Why I care so much about identity data quality

I feel like I’m always trying to convince people that the quality and maintence of identity data is important and worth putting effort into, while they nod and say “sure, sure”, while thinking “this crazy lady knows nothing about reality”. But you know what? I’m not crazy – and here are some reasons why.

Do you know who all your users are?

It’s pretty easy to count the number of user accounts you have, and you may even be able to check when they last logged in, but do you actually know who they all are, including external people such as contractors? It amazes me how many organisations allow essentially unregistered externals a high level of access to their systems including priviledged account access and a corporate email address. Yes someone “signed it off” at the time – but that sort of thing can be almost impossible to correlate later on – especially if you’re looking at hundreds or even thousands of contractor accounts.

This also links to the question of immutable identifiers. It’s one thing to know who your users are in a single system – but do you know across all systems? Can you itemise all of someone’s accounts and access? This might be possible to track down for one person – but what if you have to report on all users (while the auditor is looking over your shoulder)?

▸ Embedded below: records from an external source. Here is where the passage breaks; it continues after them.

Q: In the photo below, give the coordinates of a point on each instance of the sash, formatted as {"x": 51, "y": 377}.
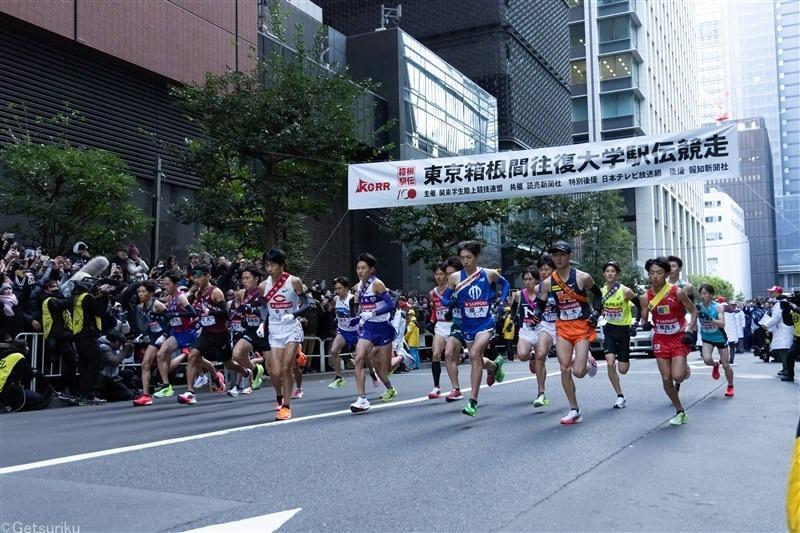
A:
{"x": 660, "y": 296}
{"x": 568, "y": 290}
{"x": 278, "y": 285}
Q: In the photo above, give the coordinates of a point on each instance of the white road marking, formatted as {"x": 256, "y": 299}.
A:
{"x": 272, "y": 424}
{"x": 258, "y": 524}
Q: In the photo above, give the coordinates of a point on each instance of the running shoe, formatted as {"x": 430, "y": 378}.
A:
{"x": 220, "y": 383}
{"x": 259, "y": 379}
{"x": 454, "y": 395}
{"x": 337, "y": 383}
{"x": 201, "y": 381}
{"x": 592, "y": 366}
{"x": 573, "y": 417}
{"x": 187, "y": 398}
{"x": 541, "y": 400}
{"x": 389, "y": 395}
{"x": 361, "y": 405}
{"x": 500, "y": 374}
{"x": 679, "y": 419}
{"x": 165, "y": 392}
{"x": 144, "y": 399}
{"x": 471, "y": 409}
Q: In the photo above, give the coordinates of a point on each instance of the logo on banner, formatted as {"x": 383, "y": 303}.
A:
{"x": 365, "y": 186}
{"x": 406, "y": 194}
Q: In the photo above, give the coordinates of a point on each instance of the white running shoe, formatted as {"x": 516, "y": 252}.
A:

Do you know enough about your users?

One of the big problems here is that the definition of “enough” keeps expanding.

How often have you logged into some social media/cloud/website lately to have it ask you to provide extra information about yourself – perhaps a mobile phone number for password reset authentication. New features and functionality often mean information is just expected to be there, but because it wasn’t needed in the past no one bothered collecting it. I have seen this countless times with on-prem applications – someone has been sold on the great new feature that automates manager approval, only to discover that the manager attribute in AD is only sporadically populated, not trustworthy, and there’s no single, matchable source to get it updated – especially for those pesky externals. Suddenly the great new feature is only available if an arduous data cleanup operation is first conducted – something no one budgeted for.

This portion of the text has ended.